And inside the telecom, wireless was about 8% of total revenue.

Min Cho, Analyst, B. Riley FBR, Inc.

Okay, great. Thank you for that info. And, Steve, if you could just talk generally about any change in competition that you’re seeing, any increased competition in some of your markets? I know that you guys obviously have great market share and there is a lot of work to be done, but if you could just talk to some competition.

Steven E. Nielsen, Chairman, President & Chief Executive Officer, Dycom Industries, Inc.

There is a lot of work to go around. I think everybody’s busy and getting busier, particularly as you see kind of the ramp in the industry that I think will be very similar to the ramp that we have. And we’re focused on executing well on what we have and confident that we will maintain our fair share of opportunity going forward.

Min Cho, Analyst, B. Riley FBR, Inc.

Okay, great. Thank you.

Operator

Next we’ll go to Tahira Afzal with KeyBanc. Please go ahead.

Tahira Afzal, Analyst, KeyBanc Capital Markets, Inc.

Hi, folks.

Steven E. Nielsen, Chairman, President & Chief Executive Officer, Dycom Industries, Inc.

Hey, Tahira.

Tahira Afzal, Analyst, KeyBanc Capital Markets, Inc.

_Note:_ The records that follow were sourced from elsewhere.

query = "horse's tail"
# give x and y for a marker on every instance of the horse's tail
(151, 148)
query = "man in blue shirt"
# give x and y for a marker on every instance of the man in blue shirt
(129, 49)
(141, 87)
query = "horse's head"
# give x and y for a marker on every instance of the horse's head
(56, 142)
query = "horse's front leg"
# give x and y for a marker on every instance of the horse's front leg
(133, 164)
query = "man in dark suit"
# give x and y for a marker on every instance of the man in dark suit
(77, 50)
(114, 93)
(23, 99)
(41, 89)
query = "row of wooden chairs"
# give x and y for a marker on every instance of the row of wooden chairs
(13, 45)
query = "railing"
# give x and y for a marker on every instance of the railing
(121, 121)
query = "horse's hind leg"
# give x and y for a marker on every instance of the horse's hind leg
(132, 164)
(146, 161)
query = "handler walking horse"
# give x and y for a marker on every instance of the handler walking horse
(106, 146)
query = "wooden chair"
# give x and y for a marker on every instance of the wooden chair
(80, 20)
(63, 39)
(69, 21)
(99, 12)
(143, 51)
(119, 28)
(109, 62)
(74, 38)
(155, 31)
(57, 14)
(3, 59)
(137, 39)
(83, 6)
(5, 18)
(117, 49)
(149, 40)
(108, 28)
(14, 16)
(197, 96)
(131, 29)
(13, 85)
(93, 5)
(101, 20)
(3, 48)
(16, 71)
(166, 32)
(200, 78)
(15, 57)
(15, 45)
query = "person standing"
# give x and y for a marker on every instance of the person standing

Steve, when you look back and when you set guidance and where we’re right now, is the new guidance that you said assuming a bigger cushion given what you’ve learned in terms of the modulation of these clients? And the reason I ask it is when I go back a year, we were kind of at the same place. Seems these guys are taking a bit more time and pushing things around a bit. Permitting is something that continues to be an issue. So has all this been factored in into that second half ramp as well?

Steven E. Nielsen, Chairman, President & Chief Executive Officer, Dycom Industries, Inc.

So we go through a process where we build up our expectations kind of contract by contract from the business units. And, Tahira, we did exactly what you’re looking at. We went back and said from those expectations, now that we know how things have turned out, what was an appropriate discount and we look backwards and we reflected that in the guidance.

Tahira Afzal, Analyst, KeyBanc Capital Markets, Inc.

Got it.

Steven E. Nielsen, Chairman, President & Chief Executive Officer, Dycom Industries, Inc.

So we did exactly the way you’re thinking about it.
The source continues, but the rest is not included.